Congress : EuroPrevent 2019

  • Topic : preventive cardiology
  • Sub-topic : Environmental and Occupational Aspects of Heart Disease
  • Session type : Young Investigator Award Abstracts
  • FP Number : 102

Authors : M Korre (Boston,US), JM Haller (Saratoga Springs,NY,US), SN Kales (Boston,US), DL Smith (Saratoga Springs,NY,US)


M Korre1 , JM Haller2 , SN Kales1 , DL Smith2 , 1Harvard T.H.Chan School of Public Health , Environmental Health - Boston - United States of America , 2Skidmore College, Department of Health and Human Physiological Sciences - Saratoga Springs,NY - United States of America ,


Background/Introduction: Sudden cardiac death (SCD) accounts for the largest proportion of duty-related deaths among United States (US) firefighters. Autopsy studies have identified cardiomegaly as an underlying pathoanatomic substrate in the majority of these cardiac fatalities, and shown it to be a strong predictor of on-duty SCD; however, no studies have specifically focused on the underlying risk factors for cardiomegaly-associated SCD. 

Purpose: To examine the effect of age, body mass index (BMI) and blood pressure on cardiomegaly-related cardiac deaths in US firefighters.
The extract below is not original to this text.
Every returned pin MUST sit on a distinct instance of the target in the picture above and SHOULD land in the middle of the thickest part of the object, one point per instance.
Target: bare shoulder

Methods: In this retrospective case-control study, 98 on-duty SCD cases with cardiomegaly (at autopsy) and with medical information available from the US National Institute for Occupational Safety and Health Fire Fighter Fatality Investigation and Prevention Program were compared with 305 occupationally active firefighter controls who were free of left ventricular hypertrophy (LVH). Cardiomegaly was defined as heart weight greater than 450 grams in cases and LVH was defined as LV mass index greater than 81 g/m1.7  based on echocardiographic imaging in controls. BMI and blood pressure from medical records were used to define obesity and hypertension. Chi-square analyses were used for the comparison of categorical variables. Binary logistic regression was performed to calculate the odds ratios of cardiomegaly–related SCD for age, BMI and systolic blood pressure. A 0.05 level of significance was used for all tests.
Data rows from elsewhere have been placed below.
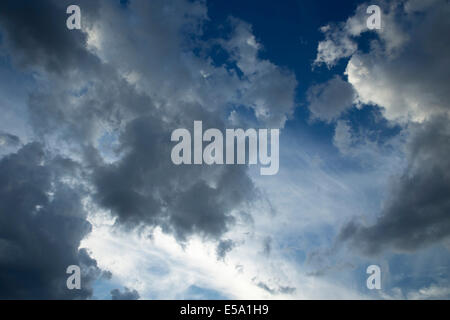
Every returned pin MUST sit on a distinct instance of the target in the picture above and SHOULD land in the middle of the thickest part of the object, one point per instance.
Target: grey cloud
(42, 222)
(277, 290)
(417, 213)
(9, 140)
(127, 294)
(224, 247)
(329, 100)
(37, 32)
(146, 188)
Results: Of the cardiomegaly-associated SCD cases, 72% were obeseand 62% were hypertensive versus 53% and 11% of controls (p=0.001 and p<0.001, respectively). In multivariate analysis, increasing body mass index conveyed a 1.11 fold  (95% confidence interval (CI) 1.05-1.17, p<0.001) and systolic blood pressure conveyed a 1.05 fold  (95% CI 1.03-1.07, p<0.001) increased risk of cardiomegaly-related SCD when treated as continuous variables.
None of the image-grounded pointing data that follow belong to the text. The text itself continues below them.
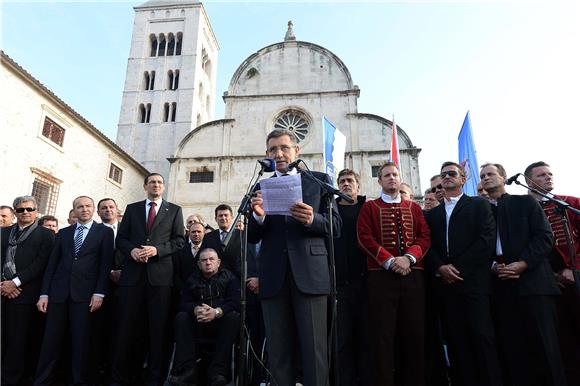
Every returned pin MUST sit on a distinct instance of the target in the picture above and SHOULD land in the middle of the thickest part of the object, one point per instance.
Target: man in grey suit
(294, 275)
(150, 233)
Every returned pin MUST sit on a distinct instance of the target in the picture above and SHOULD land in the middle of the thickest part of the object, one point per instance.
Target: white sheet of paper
(280, 193)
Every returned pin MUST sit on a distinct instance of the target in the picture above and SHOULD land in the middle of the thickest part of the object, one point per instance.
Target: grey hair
(21, 199)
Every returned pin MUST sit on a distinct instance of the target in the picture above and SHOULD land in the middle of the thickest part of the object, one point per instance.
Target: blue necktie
(79, 239)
Conclusion(s): Using autopsy data and medical records,we found that BMI and systolic blood pressure were independent predictors of on-duty cardiomegaly-associated SCD in US firefighters. Each unit increase in BMI was associated with an 11% increased risk and each millimeter increase in systolic blood pressure was associated with a 5% increased risk. Our results indicate that cardiomegaly-related SCD is associated with modifiable cardiovascular disease risk factors. Taken together with the high prevalence of cardiomegaly in the US fire service, our results indicate that screening for cardiomegaly and targeted interventions for reducing obesity and aggressively managing blood pressure could reduce the risk of on-duty SCD among US firefighters.